Landler calls her speech "an effort to recapture the limelight after a period in which Mrs. Clinton has nursed both a broken elbow and the perception that the State Department has lost influence to an assertive White House." He also situates her speech against the backdrop of the antecedent rivalry between Clinton and Obama from their bruising presidential primary campaigns last year.

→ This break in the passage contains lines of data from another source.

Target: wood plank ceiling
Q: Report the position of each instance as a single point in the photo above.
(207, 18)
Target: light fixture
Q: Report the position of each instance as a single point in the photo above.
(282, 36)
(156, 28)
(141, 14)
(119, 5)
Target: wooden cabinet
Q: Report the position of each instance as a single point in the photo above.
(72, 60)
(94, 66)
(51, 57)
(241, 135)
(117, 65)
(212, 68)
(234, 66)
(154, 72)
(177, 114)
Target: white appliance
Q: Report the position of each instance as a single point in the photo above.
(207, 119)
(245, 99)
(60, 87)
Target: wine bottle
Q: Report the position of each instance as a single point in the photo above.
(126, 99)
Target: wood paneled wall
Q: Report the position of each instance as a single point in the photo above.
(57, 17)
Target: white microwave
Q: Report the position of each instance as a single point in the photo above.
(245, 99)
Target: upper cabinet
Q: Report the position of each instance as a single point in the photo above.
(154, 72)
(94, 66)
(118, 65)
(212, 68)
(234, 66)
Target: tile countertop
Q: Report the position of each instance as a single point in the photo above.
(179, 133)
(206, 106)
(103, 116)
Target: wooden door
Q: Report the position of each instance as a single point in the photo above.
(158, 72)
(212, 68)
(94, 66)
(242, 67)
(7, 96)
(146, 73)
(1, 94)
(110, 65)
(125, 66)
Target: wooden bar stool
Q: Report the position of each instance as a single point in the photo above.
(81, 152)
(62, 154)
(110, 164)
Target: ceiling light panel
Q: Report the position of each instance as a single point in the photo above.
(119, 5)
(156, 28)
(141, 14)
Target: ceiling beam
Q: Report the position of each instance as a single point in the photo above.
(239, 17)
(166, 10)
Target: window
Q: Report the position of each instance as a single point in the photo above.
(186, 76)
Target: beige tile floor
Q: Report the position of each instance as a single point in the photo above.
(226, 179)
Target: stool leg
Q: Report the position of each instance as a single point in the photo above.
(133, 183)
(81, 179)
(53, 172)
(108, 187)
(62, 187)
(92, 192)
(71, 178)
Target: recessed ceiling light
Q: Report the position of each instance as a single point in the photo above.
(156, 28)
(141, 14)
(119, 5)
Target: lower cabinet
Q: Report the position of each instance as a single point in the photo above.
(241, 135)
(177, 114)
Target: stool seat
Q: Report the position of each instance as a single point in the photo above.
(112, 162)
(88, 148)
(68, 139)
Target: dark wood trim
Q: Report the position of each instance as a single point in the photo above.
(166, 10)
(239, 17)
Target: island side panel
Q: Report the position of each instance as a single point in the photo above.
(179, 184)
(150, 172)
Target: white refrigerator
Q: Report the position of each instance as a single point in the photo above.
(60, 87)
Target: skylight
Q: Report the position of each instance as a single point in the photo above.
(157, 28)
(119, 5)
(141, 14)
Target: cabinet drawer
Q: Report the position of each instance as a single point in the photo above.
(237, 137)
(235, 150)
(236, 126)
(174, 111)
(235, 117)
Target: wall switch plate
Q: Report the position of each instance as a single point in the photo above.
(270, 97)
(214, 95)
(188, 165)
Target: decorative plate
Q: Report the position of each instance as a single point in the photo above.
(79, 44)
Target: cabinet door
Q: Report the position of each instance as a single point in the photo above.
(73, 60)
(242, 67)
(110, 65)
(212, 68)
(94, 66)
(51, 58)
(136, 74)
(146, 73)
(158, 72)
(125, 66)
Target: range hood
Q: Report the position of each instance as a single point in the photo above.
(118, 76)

What is there to recapture? Politico reported Secretary Clinton has
traveled, in her first six months in office, nearly 100,000 miles
visiting two dozen countries, many of them more than once--and that's
even more than two of her two of her more successful predecessors,
James Baker and Henry Kissinger, in their first six-months. Besides, a
successful Secretary of State is not necessarily somebody who is
constantly in the limelight. Landler's harping on the Obama-Clinton
rivalry also comes across as being tired and neglects Clinton's own
competence and dynamism.
Instead of over-elucidating the nuances of domestic political theater,
Landler, along with other commentators at major news outlets, could
have capitalized more on the things that Clinton did not say. While her
speech was ostensibly meant to sketch out the intellectual framework
for the Obama administration's foreign policy, she did not elaborate, for example, on the direction towards "major and emerging global
powers" such as China, India, Russia, Brazil, Turkey, Indonesia and
South Africa.
This is especially glaring since she leaves tomorrow for yet another
Asian swing, where she will visit India to announce a strategic
dialogue initiative and meet with Asian leaders in Thailand at an ASEAN
summit, where North Korea is also on the agenda. Political theater is
one thing, but this is being distracted by the drama without mentioning
the substantive implications of her address. Clinton ain't Superwoman,
but she is Secretary of State. Let's judge her based on that.